[CPU]PageAttn with 4bit-quantization #27992

zhangYiIntel · 2024-12-10T08:23:41Z

Details:

Add new hint to set group_size for key/value cache
Add grouped 4bit sym/asym quantization support for PageAttentionNode
Add grouped quantization for U8 quantization for PageAttentionNode

Tickets:

CVS-151586

Signed-off-by: [email protected] <[email protected]>

Signed-off-by: Zhang Yi3 <[email protected]>

luo-cheng2021

LGTM, great job!

src/plugins/intel_cpu/src/nodes/kernels/scaled_attn/attn_quant.cpp

zhangYiIntel · 2024-12-20T03:20:17Z

@dmitry-gorokhov Could you have a review ?

src/plugins/intel_cpu/src/config.h

dmitry-gorokhov · 2025-01-02T08:09:35Z

src/bindings/python/src/pyopenvino/core/properties/properties.cpp

+    wrap_property_RW(m_hint, ov::hint::key_cache_precision, "key_cache_precision");
+    wrap_property_RW(m_hint, ov::hint::value_cache_precision, "value_cache_precision");
+    wrap_property_RW(m_hint, ov::hint::key_cache_group_size, "key_cache_group_size");
+    wrap_property_RW(m_hint, ov::hint::value_cache_group_size, "value_cache_group_size");


We need to align positioning regarding these options.
We already have high-level hint for KV-cache: ov::hint::kv_cache_precision.
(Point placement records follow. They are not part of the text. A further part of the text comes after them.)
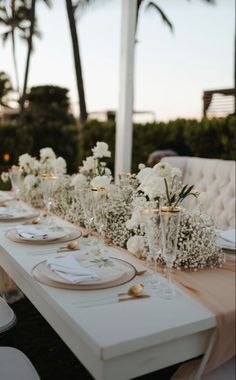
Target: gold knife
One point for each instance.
(133, 298)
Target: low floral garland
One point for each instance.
(150, 188)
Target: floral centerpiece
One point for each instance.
(32, 169)
(156, 187)
(161, 187)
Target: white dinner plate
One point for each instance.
(117, 272)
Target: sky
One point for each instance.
(171, 69)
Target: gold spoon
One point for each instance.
(134, 298)
(36, 220)
(134, 291)
(72, 246)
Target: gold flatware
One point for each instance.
(72, 246)
(134, 291)
(36, 220)
(142, 296)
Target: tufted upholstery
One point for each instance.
(214, 176)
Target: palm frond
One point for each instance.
(152, 5)
(5, 36)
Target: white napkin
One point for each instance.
(30, 232)
(70, 269)
(4, 211)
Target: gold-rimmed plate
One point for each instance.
(125, 273)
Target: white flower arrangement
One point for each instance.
(32, 168)
(196, 241)
(93, 166)
(150, 188)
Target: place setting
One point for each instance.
(89, 270)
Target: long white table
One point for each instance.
(113, 340)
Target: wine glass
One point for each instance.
(99, 200)
(151, 221)
(86, 200)
(170, 220)
(48, 185)
(15, 174)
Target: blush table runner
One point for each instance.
(215, 290)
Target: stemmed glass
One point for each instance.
(15, 174)
(86, 200)
(124, 182)
(170, 220)
(99, 201)
(151, 221)
(48, 184)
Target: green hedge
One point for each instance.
(214, 138)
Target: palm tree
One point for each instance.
(77, 60)
(29, 11)
(12, 18)
(153, 6)
(5, 89)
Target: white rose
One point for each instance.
(176, 172)
(153, 187)
(5, 177)
(35, 164)
(26, 162)
(107, 172)
(204, 200)
(134, 222)
(101, 150)
(59, 165)
(78, 180)
(162, 169)
(145, 172)
(30, 181)
(141, 166)
(135, 245)
(89, 164)
(101, 181)
(46, 154)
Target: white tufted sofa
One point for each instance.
(214, 176)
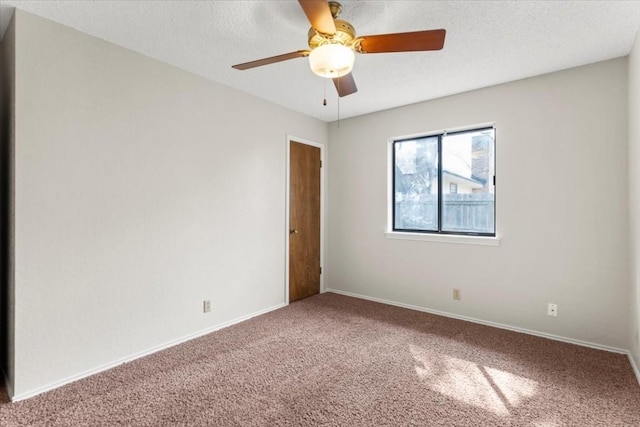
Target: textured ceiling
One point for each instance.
(488, 42)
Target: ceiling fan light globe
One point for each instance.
(331, 60)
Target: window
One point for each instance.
(445, 183)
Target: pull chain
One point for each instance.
(325, 93)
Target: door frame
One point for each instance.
(293, 138)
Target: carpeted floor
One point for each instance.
(331, 360)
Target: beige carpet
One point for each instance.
(331, 360)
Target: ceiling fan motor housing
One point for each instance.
(345, 35)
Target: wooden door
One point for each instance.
(304, 221)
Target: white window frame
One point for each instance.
(433, 237)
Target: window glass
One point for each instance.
(467, 164)
(445, 183)
(416, 184)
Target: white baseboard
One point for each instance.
(138, 355)
(486, 323)
(634, 366)
(7, 384)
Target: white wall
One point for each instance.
(562, 208)
(7, 139)
(634, 194)
(140, 191)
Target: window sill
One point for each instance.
(445, 238)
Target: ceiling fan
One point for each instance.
(333, 42)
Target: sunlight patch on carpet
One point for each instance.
(483, 387)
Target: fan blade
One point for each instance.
(271, 60)
(319, 15)
(345, 85)
(403, 42)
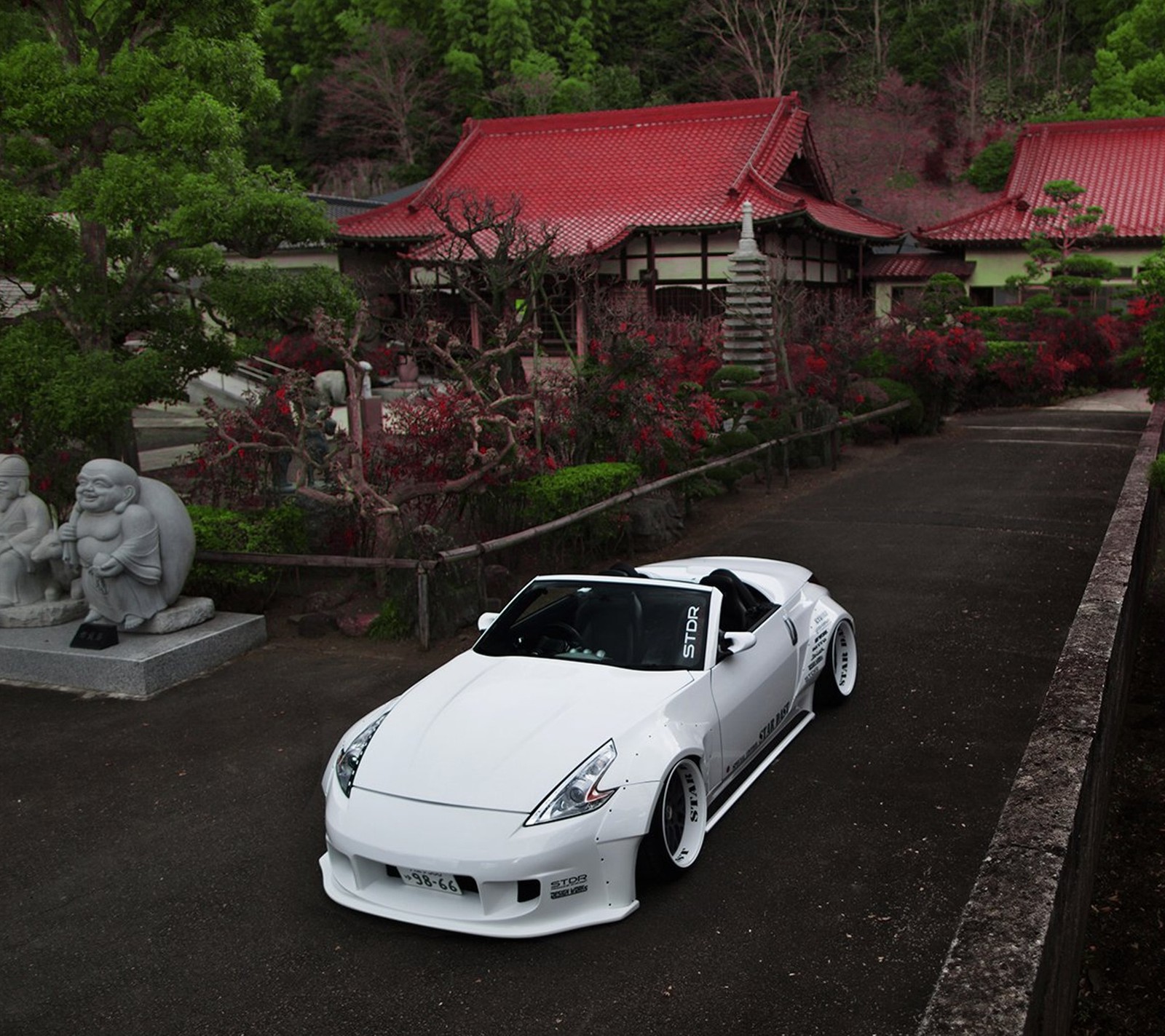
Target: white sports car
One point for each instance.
(598, 727)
These new options are rather fine tuning options. So I would propose the following:

New options shouln't be treated as hints: lets move from the namespace.

ov::hint::kv_cache_precision should remain major (including positioning to the user) option for KV-Cache quantization control.

ov::hint::kv_cache_precision (like other hints) should impact values of lower level options: ov::hint::key_cache_precision/ov::hint::value_cache_precision/ov::hint::key_cache_group_size/ov::hint::value_cache_group_size. E.g. ov::hint::kv_cache_precision == u4 will result in (u8/u4/32/32) config for lower options.

User will have an ability to rewrite the behavior of high-level hint by changing values for low-level properties.

cc'ed @AlexKoff88 @vladimir-paramuzov @sshlyapn @p-durandin

I think it looks good. Just to clarify:

We could have ov::hint::kv_cache_precision for coarse control of KV-cache quantization parameters by default. I would deprecate it at some point (not sure what is the best time).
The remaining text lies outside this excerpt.